Il suo piano prevede un forno elettrico, un impianto a preridotto esterno, da fare con i soldi del Recovery, per venderlo alle acciaierie del nord e il rifacimento di Afo 5, l’altoforno più grande di tutti, spento dal 2015 e che ha bisogno per i lavori di due anni e 500 milioni.
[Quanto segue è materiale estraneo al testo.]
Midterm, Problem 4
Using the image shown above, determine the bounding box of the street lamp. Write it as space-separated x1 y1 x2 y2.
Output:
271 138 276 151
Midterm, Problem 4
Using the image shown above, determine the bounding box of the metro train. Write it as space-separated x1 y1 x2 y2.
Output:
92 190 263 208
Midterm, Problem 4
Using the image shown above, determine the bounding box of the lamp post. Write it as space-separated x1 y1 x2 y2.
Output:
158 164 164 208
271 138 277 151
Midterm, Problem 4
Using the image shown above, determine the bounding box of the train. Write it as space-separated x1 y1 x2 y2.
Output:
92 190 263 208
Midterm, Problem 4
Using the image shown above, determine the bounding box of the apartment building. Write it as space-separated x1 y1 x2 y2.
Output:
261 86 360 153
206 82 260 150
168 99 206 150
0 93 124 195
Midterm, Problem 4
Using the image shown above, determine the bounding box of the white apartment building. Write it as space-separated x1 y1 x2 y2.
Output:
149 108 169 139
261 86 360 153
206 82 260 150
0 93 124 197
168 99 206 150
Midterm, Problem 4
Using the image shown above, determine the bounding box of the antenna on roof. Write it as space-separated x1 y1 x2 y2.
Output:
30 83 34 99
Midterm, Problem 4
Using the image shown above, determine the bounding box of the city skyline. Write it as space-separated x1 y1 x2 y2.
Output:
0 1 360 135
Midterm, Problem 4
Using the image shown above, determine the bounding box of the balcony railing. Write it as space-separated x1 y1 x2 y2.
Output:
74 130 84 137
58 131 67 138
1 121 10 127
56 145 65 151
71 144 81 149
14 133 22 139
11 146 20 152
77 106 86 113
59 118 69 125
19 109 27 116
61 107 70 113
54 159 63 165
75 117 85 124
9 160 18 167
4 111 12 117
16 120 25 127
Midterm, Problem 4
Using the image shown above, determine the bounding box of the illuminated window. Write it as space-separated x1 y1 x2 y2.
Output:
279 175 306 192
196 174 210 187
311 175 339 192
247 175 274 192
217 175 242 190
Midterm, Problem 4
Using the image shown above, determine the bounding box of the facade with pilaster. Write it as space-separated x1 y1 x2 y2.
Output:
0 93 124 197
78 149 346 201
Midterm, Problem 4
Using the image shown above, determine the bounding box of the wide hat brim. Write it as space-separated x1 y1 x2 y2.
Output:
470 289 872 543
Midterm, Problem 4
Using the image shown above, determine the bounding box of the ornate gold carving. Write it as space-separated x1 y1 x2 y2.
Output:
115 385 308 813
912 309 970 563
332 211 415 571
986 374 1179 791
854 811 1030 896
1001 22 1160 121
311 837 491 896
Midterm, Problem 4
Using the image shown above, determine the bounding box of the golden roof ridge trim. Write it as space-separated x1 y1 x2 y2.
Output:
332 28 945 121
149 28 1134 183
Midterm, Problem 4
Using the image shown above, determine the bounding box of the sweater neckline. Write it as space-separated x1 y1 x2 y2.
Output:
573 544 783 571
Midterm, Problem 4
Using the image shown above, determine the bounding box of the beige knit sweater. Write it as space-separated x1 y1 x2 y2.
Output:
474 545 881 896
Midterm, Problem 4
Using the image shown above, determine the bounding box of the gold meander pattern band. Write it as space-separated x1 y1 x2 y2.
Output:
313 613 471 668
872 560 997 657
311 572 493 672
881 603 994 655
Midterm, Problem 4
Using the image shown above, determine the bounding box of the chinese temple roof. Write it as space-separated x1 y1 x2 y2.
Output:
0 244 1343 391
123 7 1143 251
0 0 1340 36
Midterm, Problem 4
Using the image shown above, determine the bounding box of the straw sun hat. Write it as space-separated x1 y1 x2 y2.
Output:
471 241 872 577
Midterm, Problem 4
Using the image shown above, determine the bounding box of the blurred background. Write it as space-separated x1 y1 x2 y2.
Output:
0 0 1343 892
Cosa succede nel frattempo? 3 mila dipendenti in cassa integrazione nel 2021 (al momento ArcelorMittal ne ha chiesti 8 mila) e poi a scalare a zero fino al 2025. Ma rimarrebbero per sempre fuori i 1.700 in cassa integrazione dal 2018 in capo a Ilva in amministrazione straordinaria e mai ricollocati. Come non sono mai stati ricollocati i 500 in cassa integrazione al porto dal 2015. E difficilmente potrebbero essere impiegati tutti dai cinesi della Ferretti o nel call center della Philip Morris, fatti insediare a Taranto dal sottosegretario alla presidenza del Consiglio Mario Turco insieme all’acquario green. Tutto il piano di Arcuri poi resta sempre vincolato a un grande punto interrogativo senza il quale tutto salta. Il dissequestro dell’area a caldo, che è nelle mani di un custode giudiziario della procura dal 2012. Il segretario della Uilm Palombella lo ha detto quando fu siglato a marzo: “Questo accordo è una farsa”. Ma ora è ufficialmente nelle mani di Arcuri.